Interact with an entire community of cPanel & WHM users!
  1. This site uses cookies. By continuing to use this site, you are agreeing to our use of cookies. Learn More.

bfd-0.6

Discussion in 'General Discussion' started by anup123, Feb 10, 2005.

  1. anup123

    anup123 Well-Known Member

    Joined:
    Mar 29, 2004
    Messages:
    897
    Likes Received:
    1
    Trophy Points:
    18
    Location:
    This Planet
    BFD-0.6 has rules for exim and pure-ftpd
    Does this mean that Dictionary Attack ACL can be removed from Exim?

    Anup
     
  2. picoyak

    picoyak Well-Known Member

    Joined:
    Jun 10, 2004
    Messages:
    72
    Likes Received:
    0
    Trophy Points:
    6
    well it looks like BFD does only a basic check for dictionary attacks. and it gives them 20 chances by default. far too many IMO. but I understand why it is set so high, and in the end it's probably a good thing for those using Chirpy's dictionary ACL

    while it may work, I feel that Chirpy's dictionary ACL offers a much more useful set of functions - mainly clearing down the blocked ip list on a scheduled basis, whereas BFD will simply add that IP to deny_hosts.
     
  3. chirpy

    chirpy Well-Known Member

    Joined:
    Jun 15, 2002
    Messages:
    13,475
    Likes Received:
    20
    Trophy Points:
    38
    Location:
    Go on, have a guess
    Personally, I don't like the method used with BFD for the following reasons:

    1. If you get a lot of spam through dictionary attacks, then your iptables will become huge (since zombie PC's are usually used, so it's not uncommon to 10's of thousands of separate IP addresses coming in). This could cause serious overhead for all of your network traffic.

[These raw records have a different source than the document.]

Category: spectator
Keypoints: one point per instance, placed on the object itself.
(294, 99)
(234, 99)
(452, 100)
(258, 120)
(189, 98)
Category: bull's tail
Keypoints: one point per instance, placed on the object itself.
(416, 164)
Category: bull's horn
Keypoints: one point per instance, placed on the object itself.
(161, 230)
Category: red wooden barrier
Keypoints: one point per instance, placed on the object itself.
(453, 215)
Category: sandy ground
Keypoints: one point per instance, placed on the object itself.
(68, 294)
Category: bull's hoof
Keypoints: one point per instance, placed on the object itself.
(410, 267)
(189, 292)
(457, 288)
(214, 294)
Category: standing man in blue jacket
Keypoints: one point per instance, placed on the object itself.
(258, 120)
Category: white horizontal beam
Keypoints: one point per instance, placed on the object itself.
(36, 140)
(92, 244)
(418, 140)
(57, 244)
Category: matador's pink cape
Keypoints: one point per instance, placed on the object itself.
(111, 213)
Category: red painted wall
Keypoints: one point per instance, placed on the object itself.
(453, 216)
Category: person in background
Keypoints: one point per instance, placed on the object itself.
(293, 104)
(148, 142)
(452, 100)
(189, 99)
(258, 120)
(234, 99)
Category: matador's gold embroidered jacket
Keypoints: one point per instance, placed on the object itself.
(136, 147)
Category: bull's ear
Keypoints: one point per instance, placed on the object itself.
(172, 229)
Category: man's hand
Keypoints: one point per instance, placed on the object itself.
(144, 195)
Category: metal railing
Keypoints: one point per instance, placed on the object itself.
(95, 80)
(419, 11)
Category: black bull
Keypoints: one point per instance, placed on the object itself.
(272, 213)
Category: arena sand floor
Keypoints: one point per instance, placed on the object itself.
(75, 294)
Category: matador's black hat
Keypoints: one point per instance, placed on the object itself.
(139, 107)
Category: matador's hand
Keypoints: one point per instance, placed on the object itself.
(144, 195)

    2. It doesn't provide a regular method of purging, so innocent mistakes will be permanently blocked.

    3. It not only blocks port 25 access, but access to the whole server (pretty pointless if it's a spammer).

    4. You have no way to distinguish IP addresses blocked for RCPT failures and those added to your iptables forewall for any other misdemeanor, which makes 1. very diffuclt to script.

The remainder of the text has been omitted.